This is an automated email from the ASF dual-hosted git repository.

alamb pushed a commit to branch main
in repository https://gitbox.apache.org/repos/asf/arrow-rs.git


The following commit(s) were added to refs/heads/main by this push:
     new f1ef71aa5a [arrow-array] use usize arithmetic in FixedSizeBinaryArray, 
aggressive overflow checks (#9910)
f1ef71aa5a is described below

commit f1ef71aa5aab3d5f3e3ff46f63dd198cf5da7b38
Author: Andrew Lamb <[email protected]>
AuthorDate: Thu May 14 16:42:58 2026 -0400

    [arrow-array] use usize arithmetic in FixedSizeBinaryArray, aggressive 
overflow checks (#9910)
    
    # Which issue does this PR close?
    
    - Closes #9906.
    
    # Rationale for this change
    
    `FixedSizeBinaryArray` still stores its public fixed width as `i32`,
    which means internal address calculations rely on repeated conversions
    between `i32` and pointer-sized offsets.

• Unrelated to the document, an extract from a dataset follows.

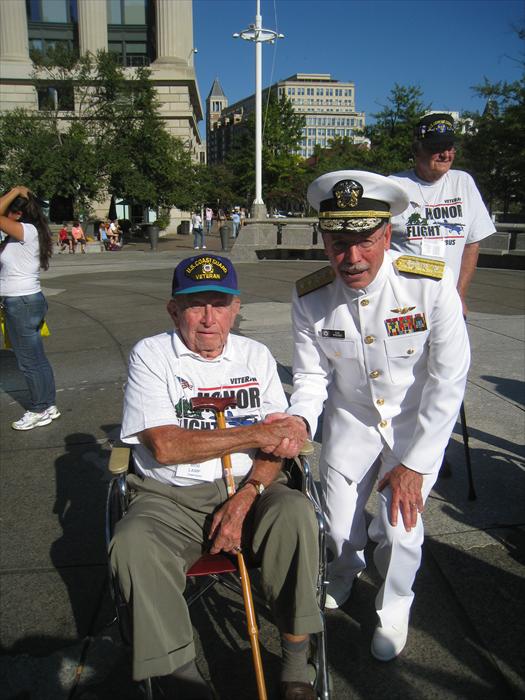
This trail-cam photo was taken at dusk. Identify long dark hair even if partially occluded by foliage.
[7,192,53,270]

We recently had issue with some
    i32 based arithmetic overflowing (see
    https://github.com/apache/arrow-rs/issues/9898)
    
    To avoid inadvertently using i32 arithmetic, this PR proposes to change
    the internal representation of the FixedSizeBinaryArray to use `usize`
    and compute byte positions using `usize` ( pointer-sized arithmetic)
    directly, with checked conversions only at the public API boundaries
    that still require `i32`.
    
    I am quite pleased it is a net reduction in lines of code (admittedly
    most of that was the checks added in
    https://github.com/apache/arrow-rs/pull/9872
    
    # What changes are included in this PR?
    
    - Store the fixed-width element size as `value_size: usize` inside
    `FixedSizeBinaryArray`.
    - Rewrite internal position calculations in accessors and slicing to use
    `usize` arithmetic.
    - Remove the old `validate_lengths` invariant that existed only to keep
    internal `i32` offset arithmetic in range.
    - Remove implicit `as` casts from the implementation and replace them
    with checked conversions or typed bindings.
    
    # Are these changes tested?
    
    These changes are covered by CI.
    
    # Are there any user-facing changes?
    
    No.
    
    ---------
    
    Co-authored-by: Adam Reeve <[email protected]>
    Co-authored-by: Adam Reeve <[email protected]>
---
 arrow-array/src/array/fixed_size_binary_array.rs   | 153 ++++++++-------------
 .../src/builder/fixed_size_binary_builder.rs       |  13 +-
 arrow-schema/src/datatype.rs                       |   8 +-
 arrow-string/src/substring.rs                      |  59 ++++----
 4 files changed, 102 insertions(+), 131 deletions(-)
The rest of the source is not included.